The Intellectual Patriarch of Neoconservative Economics
"Pigrum quin immo et iners videtur sudore adquirere quod possis sanguine parare."
It seems feckless, nay more, even slothful, to acquire something by toil and sweat which you could grab by the shedding of blood. - Tacitus, Germania, p. 14
It is naive, perhaps even intentionally dishonest, to presume that economics does not play a role in empire building. It is the driving force. The Nazis, for example, were known to openly cajole their subjects to think it was their right to acquire resources found in other lands that Germany lacked. American neoconservatives share this trait. Why talk and trade with other nations, when you can take what you want by force?
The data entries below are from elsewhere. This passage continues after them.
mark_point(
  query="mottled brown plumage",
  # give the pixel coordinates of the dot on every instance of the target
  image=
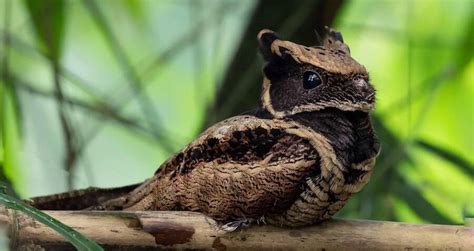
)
(294, 161)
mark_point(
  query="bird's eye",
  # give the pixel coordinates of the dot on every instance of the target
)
(311, 79)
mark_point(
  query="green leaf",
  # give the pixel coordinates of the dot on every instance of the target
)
(10, 135)
(418, 203)
(77, 239)
(48, 21)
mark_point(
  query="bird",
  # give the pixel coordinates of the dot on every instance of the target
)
(293, 161)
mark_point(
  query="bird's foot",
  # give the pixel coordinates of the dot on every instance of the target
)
(234, 225)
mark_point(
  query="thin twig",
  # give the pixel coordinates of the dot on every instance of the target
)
(145, 103)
Indeed, the only serious complaint lodged by neoconservative supporters against the war in Iraq is that not enough has been done to extract every last resource from the Iraqi ground to "make it worth our while."
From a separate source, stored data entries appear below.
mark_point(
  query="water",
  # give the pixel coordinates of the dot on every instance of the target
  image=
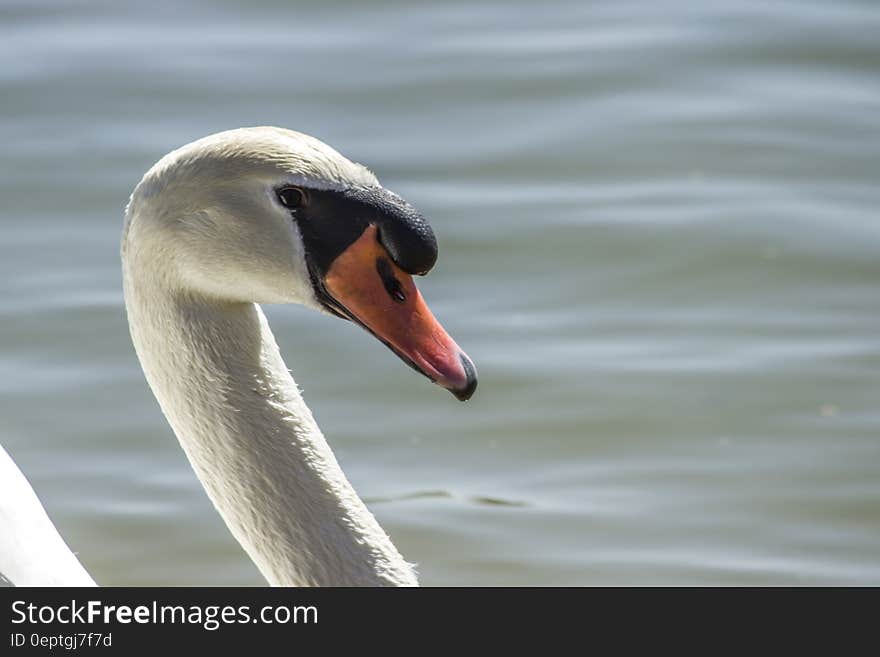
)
(659, 242)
From another perspective, we see what happens when someone advocates peaceful relations, the relations under which commerce flourishes. They are branded as isolationists - a gross distorition of the term which means cutting yourself off completely from others. Those who advocate peaceful relations with others are derided as spineless, even feckless.
After all, from the neoconservative point of view, just like Tacitus, might makes right. Only the lazy would restrain from using their power. We see in Tacitus' words the true nature of power, that working with your fellow man is just downright stupid, when you could instead slice his throat and take what you want.